2- Sur les responsabilités
L’article 9 de la loi n° 65-557 du 10 juillet 1965 fixant le statut de la copropriété des immeubles bâtis dispose que « Chaque copropriétaire dispose des parties privatives comprises dans son lot; il use et jouit librement des parties privatives et des parties communes sous la condition de ne porter atteinte ni aux droits des autres copropriétaires ni à la destination de l’immeuble ».
Selon l’article 14 de la même loi, dans sa rédaction applicable au présent litige, le syndicat des copropriétaires a pour objet la conservation de l’immeuble et l’administration des parties communes. Il est responsable des dommages causés aux copropriétaires ou aux tiers par le vice de construction ou le défaut d’entretien des parties communes, sans préjudice de toutes actions récursoires.
L’article 1382 devenu 1240 du code civil, dispose que « Tout fait quelconque de l’homme, qui cause à autrui un dommage, oblige celui par la faute duquel il est arrivé à le réparer » tandis que l’article 1242 dispose que : « On est responsable non seulement du dommage que l’on cause par son propre fait, mais encore de celui qui est causé par le fait des personnes dont on doit répondre, ou des choses que l’on a sous sa garde. »

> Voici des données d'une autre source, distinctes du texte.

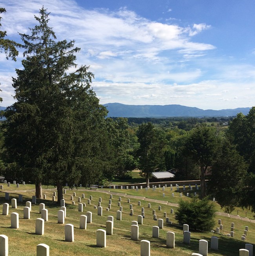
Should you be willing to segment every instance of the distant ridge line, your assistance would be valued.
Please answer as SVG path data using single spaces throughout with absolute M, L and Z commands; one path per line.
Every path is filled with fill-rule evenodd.
M 242 113 L 247 115 L 251 108 L 234 109 L 204 110 L 195 107 L 178 104 L 126 105 L 112 103 L 104 104 L 108 111 L 108 117 L 227 117 Z

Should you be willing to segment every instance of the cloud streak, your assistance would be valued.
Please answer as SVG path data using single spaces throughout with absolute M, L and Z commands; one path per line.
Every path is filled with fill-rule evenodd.
M 34 27 L 33 16 L 38 15 L 41 1 L 3 2 L 7 12 L 2 28 L 18 40 L 18 31 L 29 33 L 28 28 Z M 255 93 L 254 66 L 223 61 L 215 55 L 217 46 L 196 40 L 213 29 L 210 24 L 184 25 L 173 16 L 155 21 L 125 7 L 88 9 L 74 0 L 45 0 L 44 4 L 51 13 L 49 25 L 57 40 L 74 39 L 80 48 L 77 62 L 89 66 L 95 74 L 92 85 L 102 104 L 178 104 L 219 109 L 255 103 L 251 96 Z M 171 15 L 173 8 L 168 9 Z M 21 68 L 22 59 L 20 54 L 13 63 L 0 56 L 3 105 L 13 102 L 11 76 L 15 67 Z

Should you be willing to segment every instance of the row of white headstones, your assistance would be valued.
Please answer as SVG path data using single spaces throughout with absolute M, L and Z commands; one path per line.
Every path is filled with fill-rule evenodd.
M 66 191 L 64 190 L 64 194 L 65 194 Z M 8 194 L 8 196 L 6 196 L 6 194 Z M 53 197 L 56 196 L 56 192 L 53 192 Z M 73 196 L 76 196 L 76 193 L 73 192 L 73 196 L 71 196 L 71 199 L 73 199 Z M 6 197 L 8 197 L 9 199 L 9 193 L 5 193 L 5 199 Z M 46 195 L 44 195 L 44 198 L 46 198 Z M 72 198 L 73 197 L 73 198 Z M 82 198 L 85 198 L 84 194 L 82 194 Z M 110 195 L 110 199 L 109 200 L 109 205 L 111 205 L 111 199 L 112 199 L 112 195 Z M 55 201 L 55 198 L 54 198 Z M 91 196 L 89 197 L 89 199 L 88 200 L 88 203 L 90 203 L 90 201 L 92 200 L 92 197 Z M 121 197 L 119 197 L 118 199 L 119 201 L 121 201 Z M 12 207 L 13 208 L 16 208 L 16 199 L 12 199 Z M 62 199 L 61 201 L 61 207 L 60 210 L 58 211 L 58 223 L 64 224 L 64 218 L 66 216 L 66 207 L 64 206 L 65 205 L 65 201 L 64 199 Z M 80 197 L 78 198 L 78 201 L 80 201 Z M 36 203 L 36 198 L 35 196 L 33 196 L 32 197 L 32 202 L 34 203 Z M 102 207 L 100 206 L 100 204 L 102 202 L 102 198 L 99 197 L 98 202 L 98 215 L 100 216 L 102 215 Z M 73 203 L 74 202 L 73 201 Z M 128 203 L 130 203 L 130 199 L 128 199 Z M 86 206 L 85 204 L 83 204 Z M 140 205 L 140 201 L 138 201 L 138 205 Z M 118 202 L 118 205 L 120 206 L 120 202 Z M 131 211 L 133 212 L 132 205 L 130 205 L 129 207 Z M 80 212 L 83 211 L 82 209 L 83 204 L 82 203 L 78 204 L 78 210 Z M 150 204 L 148 204 L 148 207 L 150 208 Z M 95 206 L 94 208 L 97 208 L 96 206 Z M 111 208 L 111 207 L 109 207 Z M 122 207 L 120 207 L 120 210 L 117 211 L 117 219 L 120 220 L 121 220 L 121 214 L 122 212 Z M 8 210 L 9 209 L 9 204 L 5 203 L 4 204 L 3 206 L 3 215 L 8 215 Z M 109 208 L 108 208 L 109 210 Z M 161 207 L 158 207 L 158 210 L 161 210 Z M 25 219 L 29 219 L 30 218 L 30 211 L 31 210 L 31 202 L 29 201 L 27 201 L 26 202 L 26 207 L 24 208 L 24 218 Z M 45 208 L 45 205 L 44 203 L 41 203 L 39 205 L 39 212 L 41 213 L 42 214 L 42 218 L 38 218 L 36 219 L 36 234 L 37 234 L 42 235 L 44 233 L 44 221 L 47 221 L 48 220 L 48 212 L 47 210 Z M 132 212 L 133 213 L 133 212 Z M 173 213 L 173 209 L 171 209 L 171 213 Z M 138 221 L 135 221 L 135 223 L 132 224 L 131 225 L 131 239 L 132 240 L 134 240 L 135 241 L 137 241 L 138 240 L 138 232 L 139 232 L 139 228 L 138 226 L 138 224 L 142 224 L 142 219 L 144 218 L 144 208 L 142 208 L 142 215 L 139 215 L 138 216 Z M 87 215 L 82 215 L 81 216 L 81 218 L 80 219 L 80 228 L 83 229 L 86 229 L 86 223 L 91 223 L 92 221 L 92 213 L 90 212 L 87 212 Z M 157 219 L 157 216 L 155 215 L 155 210 L 153 210 L 153 219 Z M 166 213 L 164 213 L 164 216 L 166 217 Z M 11 214 L 11 227 L 13 228 L 18 228 L 18 214 L 17 213 L 13 213 Z M 112 216 L 109 216 L 112 218 L 112 225 L 111 225 L 109 222 L 111 222 L 111 220 L 108 220 L 107 221 L 109 222 L 107 224 L 106 223 L 106 227 L 107 230 L 106 231 L 106 234 L 112 234 L 112 229 L 113 228 L 113 217 Z M 88 218 L 88 219 L 87 220 L 87 218 Z M 220 224 L 220 221 L 219 220 L 219 224 Z M 85 224 L 86 223 L 86 224 Z M 221 221 L 220 224 L 221 225 Z M 231 224 L 231 225 L 233 225 Z M 71 225 L 69 226 L 69 225 Z M 163 220 L 161 219 L 159 219 L 158 220 L 158 226 L 153 226 L 153 237 L 158 238 L 158 229 L 159 228 L 163 228 Z M 71 230 L 72 229 L 72 225 L 71 224 L 67 224 L 66 229 L 67 230 L 69 230 L 67 231 L 67 234 L 72 234 L 73 233 L 71 231 L 70 231 L 69 229 L 71 229 Z M 108 227 L 108 229 L 107 229 Z M 231 228 L 233 227 L 231 227 Z M 248 227 L 246 226 L 246 230 L 248 231 Z M 66 229 L 66 228 L 65 228 Z M 108 230 L 108 232 L 107 230 Z M 111 231 L 110 231 L 111 230 Z M 188 225 L 184 224 L 183 225 L 183 231 L 184 231 L 184 243 L 185 243 L 189 244 L 190 241 L 190 232 L 188 231 Z M 99 232 L 99 231 L 98 231 Z M 66 233 L 66 232 L 65 232 Z M 168 244 L 168 246 L 169 247 L 169 248 L 174 248 L 174 233 L 172 232 L 168 232 L 168 234 L 167 234 L 167 246 Z M 98 237 L 100 237 L 100 236 L 98 235 Z M 97 235 L 97 238 L 98 236 Z M 168 239 L 167 238 L 168 237 Z M 98 238 L 99 239 L 99 238 Z M 72 241 L 71 240 L 73 240 L 73 238 L 69 238 L 68 237 L 66 238 L 66 241 L 70 240 L 69 241 Z M 208 248 L 208 242 L 206 241 L 206 243 L 205 243 L 204 241 L 206 240 L 201 240 L 201 242 L 200 242 L 200 245 L 199 248 L 201 247 L 201 248 L 205 248 L 206 245 L 205 244 L 207 243 L 207 245 L 206 247 Z M 217 241 L 217 242 L 216 242 Z M 97 241 L 97 245 L 100 244 L 100 243 L 98 242 L 98 243 Z M 201 244 L 201 245 L 200 245 Z M 250 245 L 250 244 L 246 244 L 248 245 L 247 246 L 249 247 Z M 213 236 L 211 238 L 211 249 L 218 249 L 218 238 L 215 236 Z M 205 249 L 202 250 L 202 251 L 205 251 Z M 206 250 L 207 251 L 208 249 Z M 147 250 L 148 251 L 148 250 Z M 199 250 L 200 251 L 201 251 Z M 147 254 L 146 254 L 147 255 Z M 207 255 L 205 253 L 203 253 L 202 254 L 204 255 Z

A- Sur la responsabilité du syndicat des copropriétaires
La SCI Mondetour expose que le défaut d’entretien des parties communes du syndicat des copropriétaires est clairement établi ; qu’à cela s’ajoutent des fautes de négligence de ce dernier qui n’a poursuivi ni son ancien syndic défaillant dans le chiffrage des travaux de reprise, ni Mme [I] dont les installations privatives étaient fuyardes ; qu’il n’a pas davantage exigé du propriétaire de l’immeuble voisin la preuve des reprises des raccordements en zinc et de la mise en conformité de l’étanchéité de la terrasse ; qu’il n’a enfin pas mis le vote de travaux en parties communes à l’ordre du jour des assemblées générales.
Elle reproche en outre au syndicat des copropriétaires de n’avoir envisagé qu’en 2023 de faire réaliser une étude pour le ravalement des deux façades et de n’avoir voté les travaux prescrits par l’expert que lors de l’assemblée générale du 11 décembre 2023.

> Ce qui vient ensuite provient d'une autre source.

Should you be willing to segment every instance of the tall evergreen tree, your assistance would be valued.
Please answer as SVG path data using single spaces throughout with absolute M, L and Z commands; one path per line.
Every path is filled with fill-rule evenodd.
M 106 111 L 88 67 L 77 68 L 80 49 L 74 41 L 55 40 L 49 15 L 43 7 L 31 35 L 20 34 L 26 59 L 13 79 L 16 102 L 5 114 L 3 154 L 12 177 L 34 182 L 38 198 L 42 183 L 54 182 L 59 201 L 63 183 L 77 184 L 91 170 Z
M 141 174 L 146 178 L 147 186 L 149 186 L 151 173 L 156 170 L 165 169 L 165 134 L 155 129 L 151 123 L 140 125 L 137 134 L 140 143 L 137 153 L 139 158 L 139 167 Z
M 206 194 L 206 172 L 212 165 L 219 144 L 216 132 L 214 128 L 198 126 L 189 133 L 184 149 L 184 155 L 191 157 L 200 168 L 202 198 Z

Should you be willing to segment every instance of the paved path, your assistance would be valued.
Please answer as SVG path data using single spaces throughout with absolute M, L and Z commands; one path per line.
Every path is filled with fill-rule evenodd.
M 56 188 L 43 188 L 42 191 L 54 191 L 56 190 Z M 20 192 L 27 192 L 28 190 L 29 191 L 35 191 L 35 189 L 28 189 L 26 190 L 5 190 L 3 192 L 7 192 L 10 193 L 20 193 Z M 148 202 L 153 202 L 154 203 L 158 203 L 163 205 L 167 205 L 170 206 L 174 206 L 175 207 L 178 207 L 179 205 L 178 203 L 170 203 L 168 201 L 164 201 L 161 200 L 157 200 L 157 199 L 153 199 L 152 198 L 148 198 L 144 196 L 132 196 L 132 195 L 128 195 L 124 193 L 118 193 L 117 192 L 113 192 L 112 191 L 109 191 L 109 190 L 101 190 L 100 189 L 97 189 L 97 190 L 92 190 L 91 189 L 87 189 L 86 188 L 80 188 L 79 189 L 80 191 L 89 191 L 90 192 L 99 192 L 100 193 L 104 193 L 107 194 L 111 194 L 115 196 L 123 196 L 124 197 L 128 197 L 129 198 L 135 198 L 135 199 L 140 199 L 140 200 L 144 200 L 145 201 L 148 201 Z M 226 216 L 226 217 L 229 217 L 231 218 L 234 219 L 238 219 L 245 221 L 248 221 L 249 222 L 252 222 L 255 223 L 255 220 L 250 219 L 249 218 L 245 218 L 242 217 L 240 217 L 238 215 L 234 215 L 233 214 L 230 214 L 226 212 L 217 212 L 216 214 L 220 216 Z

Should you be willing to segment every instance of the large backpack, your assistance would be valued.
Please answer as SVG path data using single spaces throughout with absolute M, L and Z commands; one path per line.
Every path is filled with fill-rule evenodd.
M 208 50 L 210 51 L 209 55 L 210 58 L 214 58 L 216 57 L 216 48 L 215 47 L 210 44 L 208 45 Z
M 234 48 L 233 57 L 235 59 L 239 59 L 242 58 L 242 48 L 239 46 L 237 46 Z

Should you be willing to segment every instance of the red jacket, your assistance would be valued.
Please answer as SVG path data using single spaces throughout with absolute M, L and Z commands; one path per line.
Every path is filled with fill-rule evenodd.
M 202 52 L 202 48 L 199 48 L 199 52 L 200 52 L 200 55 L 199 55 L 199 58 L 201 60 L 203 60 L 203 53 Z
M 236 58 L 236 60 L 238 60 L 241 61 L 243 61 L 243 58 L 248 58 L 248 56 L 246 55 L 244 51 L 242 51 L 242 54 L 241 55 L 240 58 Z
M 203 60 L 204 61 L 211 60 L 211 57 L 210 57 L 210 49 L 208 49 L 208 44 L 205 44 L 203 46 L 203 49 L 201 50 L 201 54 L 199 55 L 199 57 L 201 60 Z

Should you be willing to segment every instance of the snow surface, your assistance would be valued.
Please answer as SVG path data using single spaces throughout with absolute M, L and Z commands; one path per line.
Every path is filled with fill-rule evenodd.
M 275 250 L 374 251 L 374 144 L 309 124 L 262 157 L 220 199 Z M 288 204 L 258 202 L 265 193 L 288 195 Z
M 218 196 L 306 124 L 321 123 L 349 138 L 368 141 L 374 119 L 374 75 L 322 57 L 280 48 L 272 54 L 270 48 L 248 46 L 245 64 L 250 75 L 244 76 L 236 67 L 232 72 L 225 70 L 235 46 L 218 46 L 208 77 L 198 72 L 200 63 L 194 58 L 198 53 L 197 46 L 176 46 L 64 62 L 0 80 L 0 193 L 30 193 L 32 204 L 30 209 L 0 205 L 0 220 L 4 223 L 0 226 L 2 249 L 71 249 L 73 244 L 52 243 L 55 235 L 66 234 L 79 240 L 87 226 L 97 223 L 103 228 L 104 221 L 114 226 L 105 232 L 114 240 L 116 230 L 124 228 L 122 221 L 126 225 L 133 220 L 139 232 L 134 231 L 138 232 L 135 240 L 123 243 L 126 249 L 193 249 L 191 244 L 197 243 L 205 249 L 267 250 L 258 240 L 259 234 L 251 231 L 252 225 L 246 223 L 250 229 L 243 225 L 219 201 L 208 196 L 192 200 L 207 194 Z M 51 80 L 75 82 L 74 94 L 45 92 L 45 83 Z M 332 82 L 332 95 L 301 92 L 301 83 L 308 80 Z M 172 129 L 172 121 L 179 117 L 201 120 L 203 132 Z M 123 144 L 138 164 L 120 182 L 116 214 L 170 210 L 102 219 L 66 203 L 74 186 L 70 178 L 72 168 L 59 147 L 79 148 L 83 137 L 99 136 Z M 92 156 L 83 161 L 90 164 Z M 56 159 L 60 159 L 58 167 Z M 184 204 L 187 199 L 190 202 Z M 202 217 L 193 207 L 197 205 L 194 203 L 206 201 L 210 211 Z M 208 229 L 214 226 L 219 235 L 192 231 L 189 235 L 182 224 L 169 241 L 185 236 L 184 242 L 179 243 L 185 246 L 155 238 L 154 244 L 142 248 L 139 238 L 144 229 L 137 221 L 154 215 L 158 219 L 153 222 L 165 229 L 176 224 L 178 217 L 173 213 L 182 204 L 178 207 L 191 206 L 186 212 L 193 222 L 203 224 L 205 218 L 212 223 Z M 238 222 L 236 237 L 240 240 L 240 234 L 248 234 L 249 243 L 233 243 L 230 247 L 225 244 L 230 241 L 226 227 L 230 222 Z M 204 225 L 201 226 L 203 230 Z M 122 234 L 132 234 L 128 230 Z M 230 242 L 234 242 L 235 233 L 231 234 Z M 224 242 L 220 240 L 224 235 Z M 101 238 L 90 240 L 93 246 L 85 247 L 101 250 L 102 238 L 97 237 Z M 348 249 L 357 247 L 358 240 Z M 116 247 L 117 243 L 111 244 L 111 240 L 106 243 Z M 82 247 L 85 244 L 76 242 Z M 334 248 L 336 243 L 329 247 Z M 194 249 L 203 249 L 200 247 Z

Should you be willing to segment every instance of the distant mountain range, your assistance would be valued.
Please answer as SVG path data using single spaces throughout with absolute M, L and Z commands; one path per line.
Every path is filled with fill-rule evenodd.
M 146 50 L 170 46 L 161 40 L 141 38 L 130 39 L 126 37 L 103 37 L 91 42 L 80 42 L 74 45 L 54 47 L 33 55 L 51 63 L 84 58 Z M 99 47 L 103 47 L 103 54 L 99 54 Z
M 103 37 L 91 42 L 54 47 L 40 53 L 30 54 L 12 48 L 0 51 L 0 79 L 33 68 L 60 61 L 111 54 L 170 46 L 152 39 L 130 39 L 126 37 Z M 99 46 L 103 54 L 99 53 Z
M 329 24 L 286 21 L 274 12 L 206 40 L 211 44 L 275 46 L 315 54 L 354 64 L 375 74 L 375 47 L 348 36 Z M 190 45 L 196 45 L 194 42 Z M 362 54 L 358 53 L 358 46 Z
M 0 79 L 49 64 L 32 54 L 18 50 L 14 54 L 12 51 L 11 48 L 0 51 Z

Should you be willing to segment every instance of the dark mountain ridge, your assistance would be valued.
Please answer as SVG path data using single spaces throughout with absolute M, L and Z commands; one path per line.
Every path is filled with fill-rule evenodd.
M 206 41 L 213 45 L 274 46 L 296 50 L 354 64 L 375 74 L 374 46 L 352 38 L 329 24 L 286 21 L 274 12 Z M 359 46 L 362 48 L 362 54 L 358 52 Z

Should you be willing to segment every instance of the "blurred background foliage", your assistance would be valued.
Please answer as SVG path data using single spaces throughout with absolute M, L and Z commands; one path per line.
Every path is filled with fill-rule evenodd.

La SCI Mondetour explique enfin que les travaux de reprise incombant au syndicat des copropriétaires, listés par l’expert judiciaire, n’ont pas été réalisés et que si elle s’est résignée à vendre le lot n°17, elle est victime d’infiltrations dans les lots dont elle reste copropriétaire (n°4 et n°59).
Le syndicat des copropriétaires oppose que le rapport d’expertise n’établit pas que les différents sinistres proviennent de la défaillance des parties communes ; que si une telle défaillance avait été constatée, il n’aurait pas été question de réaliser des campagnes d’entretien mais au contraire de réaliser des travaux de reprise précis et déterminés qui n’ont en l’espèce aucunement été prescrits par M. [B]-[J].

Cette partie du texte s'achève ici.